Over the past couple of years, the City of Bainbridge Island has been transforming its town center. A massive makeover of Winslow Way is the latest effort in a series of public and private investments that have been taking place.
Back the mid-90’s the City made a deliberate decision to deflect the majority of new development away from the pastoral parts of the community and into the town center. Since then, town houses, apartments, condominiums and cottage houses have cropped up in an area around Winslow Way between the ferry terminal and Madison Avenue.
The City built a new city hall, along with a village square that serves as a location for the weekend farmer’s market. Other civic structures have been developed as a result of significant community financial contributions, including a performing arts theatre, a children’s museum and, recently, a dramatic new art museum. All these reflect the high level of interest in the arts among the island’s residents.
As the centerpiece of the town center, Winslow Way has lagged behind. For many years, it has served as a sort of linear commons, both in the physical sense and as a subject of debate — often with great heat — about the future of the city. This is a place that managed to fend off the invasion of chain restaurants and stores that has been the bane of many other communities.
Most of the Winslow Way stores are locally owned and display a homegrown quirkiness that has been gradually disappearing from many small towns. Bainbridge Island residents fiercely defend their turf; the political landscape is littered with both developers and public officials who were ripped apart by protracted periods of dissension over building height, density, parking, signs and almost every civic minefield one can list.
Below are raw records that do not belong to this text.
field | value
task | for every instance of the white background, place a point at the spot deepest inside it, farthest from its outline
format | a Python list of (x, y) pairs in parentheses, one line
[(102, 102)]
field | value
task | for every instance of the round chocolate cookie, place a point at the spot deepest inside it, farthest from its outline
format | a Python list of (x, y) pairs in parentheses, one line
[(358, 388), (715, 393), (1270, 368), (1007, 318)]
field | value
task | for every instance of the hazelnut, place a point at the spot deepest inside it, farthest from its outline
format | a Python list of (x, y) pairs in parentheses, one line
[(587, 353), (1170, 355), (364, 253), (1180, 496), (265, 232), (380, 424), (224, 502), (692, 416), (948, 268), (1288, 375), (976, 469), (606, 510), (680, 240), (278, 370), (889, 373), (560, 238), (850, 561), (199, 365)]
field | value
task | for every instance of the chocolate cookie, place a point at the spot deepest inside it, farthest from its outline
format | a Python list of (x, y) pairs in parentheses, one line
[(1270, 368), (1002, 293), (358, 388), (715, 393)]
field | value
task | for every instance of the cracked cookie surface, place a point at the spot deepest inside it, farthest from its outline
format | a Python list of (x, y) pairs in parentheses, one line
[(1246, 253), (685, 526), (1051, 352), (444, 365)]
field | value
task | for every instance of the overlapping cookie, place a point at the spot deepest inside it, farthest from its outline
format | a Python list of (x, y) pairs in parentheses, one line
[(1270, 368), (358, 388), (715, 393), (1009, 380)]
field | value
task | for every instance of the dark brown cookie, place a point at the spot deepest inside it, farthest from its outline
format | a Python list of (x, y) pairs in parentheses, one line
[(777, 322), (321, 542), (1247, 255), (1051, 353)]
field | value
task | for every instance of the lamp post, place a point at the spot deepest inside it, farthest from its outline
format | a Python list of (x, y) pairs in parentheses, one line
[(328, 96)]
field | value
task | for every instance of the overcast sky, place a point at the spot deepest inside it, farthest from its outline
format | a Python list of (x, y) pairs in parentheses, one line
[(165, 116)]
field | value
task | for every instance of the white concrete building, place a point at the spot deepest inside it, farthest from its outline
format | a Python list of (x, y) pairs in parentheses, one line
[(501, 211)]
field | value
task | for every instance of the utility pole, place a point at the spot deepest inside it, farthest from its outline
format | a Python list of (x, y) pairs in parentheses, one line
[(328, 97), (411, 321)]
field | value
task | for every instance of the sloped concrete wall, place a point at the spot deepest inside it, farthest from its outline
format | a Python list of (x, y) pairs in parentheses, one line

So it is all the more remarkable that despite this prickly atmosphere, Winslow Way has now been re-invented to incorporate state-of-the-art principles of sustainability. Previously, the street was nothing much to write home about. An overly wide swath of paving for cars and trucks was flanked by narrow sidewalks and angled rows of parking stalls. At several points, artists had added small touches to provide something interesting to look at or touch — a decorated bench, a planter. But for the most part, it was a pretty ordinary commercial thoroughfare (below).